The RBI is working out a separate framework for personal loans. The resolution plan for personal loans under this framework may be invoked till December 31, 2020 and it will be implemented within 90 days thereafter. The lending institutions are encouraged to strive for early invocation in eligible cases. The resolution plan may be invoked anytime till December 31, 2020 and will have to be implemented within 180 days from the date of invocation. Lenders will have to keep additional provisions of 10 per cent on the post-resolution debt.

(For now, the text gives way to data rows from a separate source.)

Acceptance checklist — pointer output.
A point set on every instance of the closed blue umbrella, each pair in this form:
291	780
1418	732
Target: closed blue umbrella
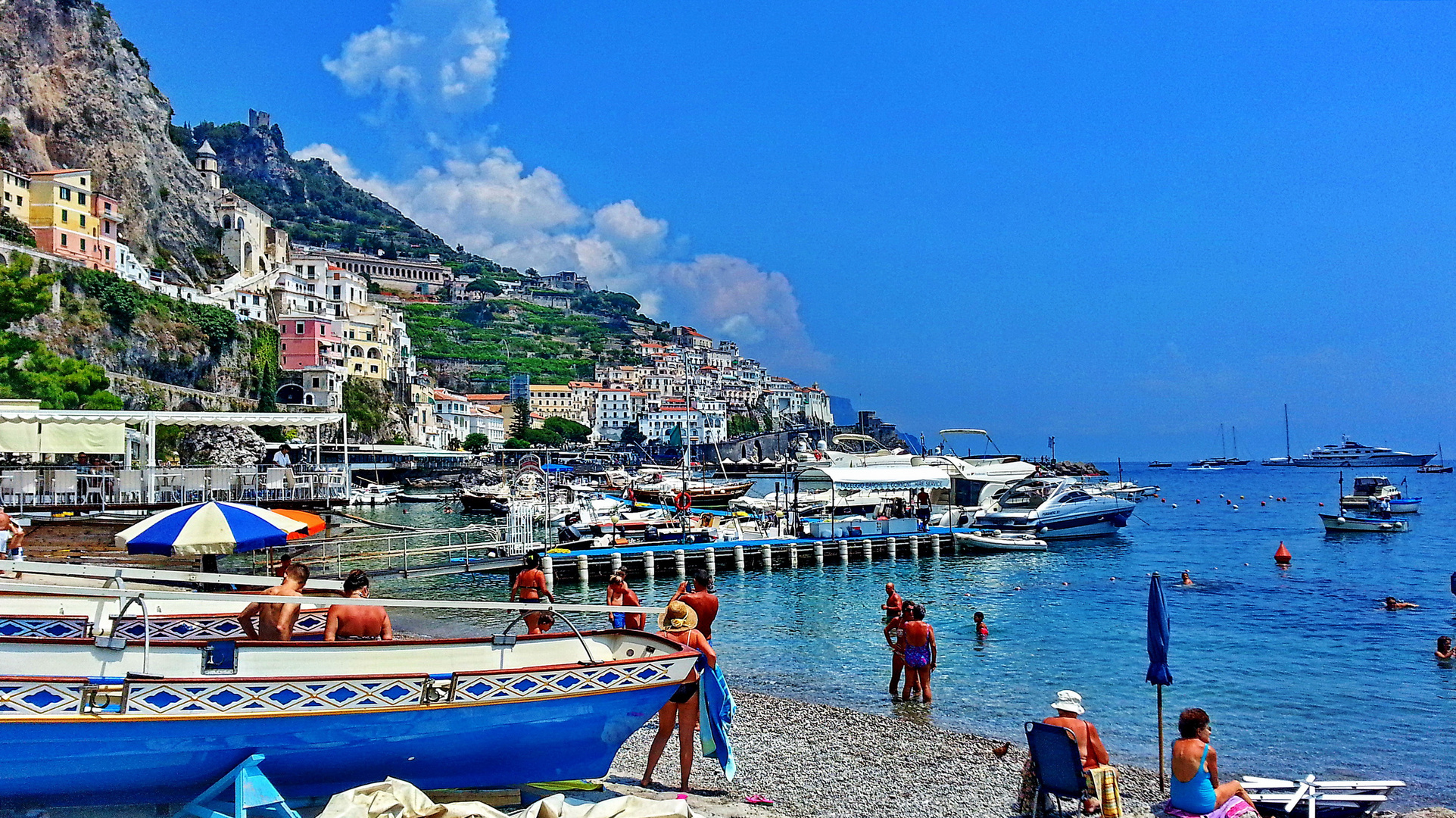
208	529
1158	673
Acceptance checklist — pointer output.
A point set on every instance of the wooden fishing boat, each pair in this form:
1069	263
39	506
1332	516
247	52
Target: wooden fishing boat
999	542
1347	523
702	495
157	723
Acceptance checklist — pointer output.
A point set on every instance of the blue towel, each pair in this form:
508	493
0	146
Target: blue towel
716	712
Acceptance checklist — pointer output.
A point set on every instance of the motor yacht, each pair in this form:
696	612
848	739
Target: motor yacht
1055	508
1348	453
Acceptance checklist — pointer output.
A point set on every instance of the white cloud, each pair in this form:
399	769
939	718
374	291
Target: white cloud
435	63
435	55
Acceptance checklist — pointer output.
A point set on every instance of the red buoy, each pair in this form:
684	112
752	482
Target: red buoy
1282	557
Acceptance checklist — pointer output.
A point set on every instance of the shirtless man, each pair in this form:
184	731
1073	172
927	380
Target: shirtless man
357	622
702	600
12	538
893	603
274	619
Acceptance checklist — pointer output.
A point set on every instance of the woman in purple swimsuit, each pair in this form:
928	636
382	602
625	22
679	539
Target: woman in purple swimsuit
921	654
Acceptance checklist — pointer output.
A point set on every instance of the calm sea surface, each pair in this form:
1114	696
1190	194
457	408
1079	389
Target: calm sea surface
1302	670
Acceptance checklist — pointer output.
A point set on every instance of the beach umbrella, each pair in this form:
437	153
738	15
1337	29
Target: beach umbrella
1158	673
313	523
208	529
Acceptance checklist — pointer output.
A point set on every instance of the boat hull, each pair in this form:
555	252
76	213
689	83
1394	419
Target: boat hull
1098	524
1337	523
1375	462
437	747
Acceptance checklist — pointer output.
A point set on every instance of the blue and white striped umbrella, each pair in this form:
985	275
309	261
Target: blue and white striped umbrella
208	529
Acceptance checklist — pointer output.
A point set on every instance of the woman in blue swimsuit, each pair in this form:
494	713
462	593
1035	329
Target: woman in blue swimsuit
1194	785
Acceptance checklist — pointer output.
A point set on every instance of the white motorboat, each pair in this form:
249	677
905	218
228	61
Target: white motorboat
1124	489
373	494
1347	523
1055	508
1348	453
1001	542
1376	494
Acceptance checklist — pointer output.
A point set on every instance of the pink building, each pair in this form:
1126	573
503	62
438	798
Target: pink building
309	342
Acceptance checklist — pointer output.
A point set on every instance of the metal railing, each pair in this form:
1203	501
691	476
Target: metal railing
107	486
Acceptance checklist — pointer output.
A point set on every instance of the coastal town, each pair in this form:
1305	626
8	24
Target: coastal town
340	315
488	451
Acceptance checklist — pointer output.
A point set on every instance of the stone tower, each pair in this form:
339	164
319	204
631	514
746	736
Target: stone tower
207	165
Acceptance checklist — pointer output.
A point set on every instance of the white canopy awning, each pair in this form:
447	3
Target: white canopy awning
172	418
874	478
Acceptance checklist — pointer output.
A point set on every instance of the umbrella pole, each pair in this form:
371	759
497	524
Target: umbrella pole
1161	776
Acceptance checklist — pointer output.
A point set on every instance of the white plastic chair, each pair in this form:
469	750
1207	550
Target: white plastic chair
129	485
194	482
222	482
276	482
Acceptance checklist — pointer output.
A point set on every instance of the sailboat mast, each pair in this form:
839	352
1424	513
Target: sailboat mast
1287	454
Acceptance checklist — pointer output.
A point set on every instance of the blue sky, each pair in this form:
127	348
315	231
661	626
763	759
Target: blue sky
1120	224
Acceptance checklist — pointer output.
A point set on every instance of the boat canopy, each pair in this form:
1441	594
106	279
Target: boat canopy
874	478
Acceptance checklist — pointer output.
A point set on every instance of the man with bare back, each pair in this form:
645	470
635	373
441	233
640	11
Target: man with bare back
276	619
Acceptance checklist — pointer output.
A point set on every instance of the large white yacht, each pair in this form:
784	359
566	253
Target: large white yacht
1055	508
1348	453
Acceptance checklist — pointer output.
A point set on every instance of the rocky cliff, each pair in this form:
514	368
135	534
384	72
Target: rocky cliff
75	93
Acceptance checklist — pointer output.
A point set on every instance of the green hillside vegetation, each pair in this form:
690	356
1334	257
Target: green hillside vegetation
509	336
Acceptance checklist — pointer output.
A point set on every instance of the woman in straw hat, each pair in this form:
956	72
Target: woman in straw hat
679	623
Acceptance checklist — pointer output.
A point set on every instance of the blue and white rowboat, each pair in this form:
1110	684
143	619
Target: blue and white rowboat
156	724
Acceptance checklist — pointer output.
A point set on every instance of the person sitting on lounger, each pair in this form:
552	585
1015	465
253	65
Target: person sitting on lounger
1194	786
357	622
276	619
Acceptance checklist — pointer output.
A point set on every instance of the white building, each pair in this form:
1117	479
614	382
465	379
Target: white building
613	412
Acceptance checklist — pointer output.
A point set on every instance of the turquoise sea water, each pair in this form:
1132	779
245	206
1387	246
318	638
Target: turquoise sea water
1301	669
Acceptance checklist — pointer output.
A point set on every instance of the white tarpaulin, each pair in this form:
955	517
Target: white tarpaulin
874	478
394	798
63	439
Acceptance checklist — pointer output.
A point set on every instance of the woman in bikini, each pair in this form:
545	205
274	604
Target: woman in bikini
1194	786
530	587
679	623
921	654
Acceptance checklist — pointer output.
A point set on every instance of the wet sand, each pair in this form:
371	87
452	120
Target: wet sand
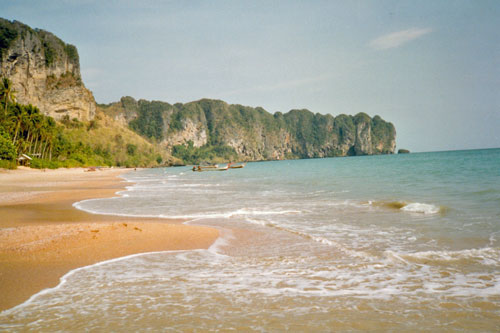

Das said wherever the resolution plans involve conversion of a portion of debt into equity and other debt instruments, the debt instruments with terms similar to the loan will be counted as part of the post-resolution debt, whereas the portion converted into other non-equity instruments shall be fully written down.

The economic fallout on account of the Covid-19 pandemic has led to significant financial stress for a number of borrowers across the board. The RBI has made it clear that only those borrower accounts which were classified as standard, but not in default for more than 30 days with any lending institution as on March 1, 2020 will be eligible for resolution. “Further, the accounts should continue to remain standard till the date of invocation,” it said.

All other accounts will be considered for resolution under the June 7 Prudential Framework issued by the RBI or the relevant instructions as applicable to specific category of lending institutions where the prudential framework is not applicable, the RBI said.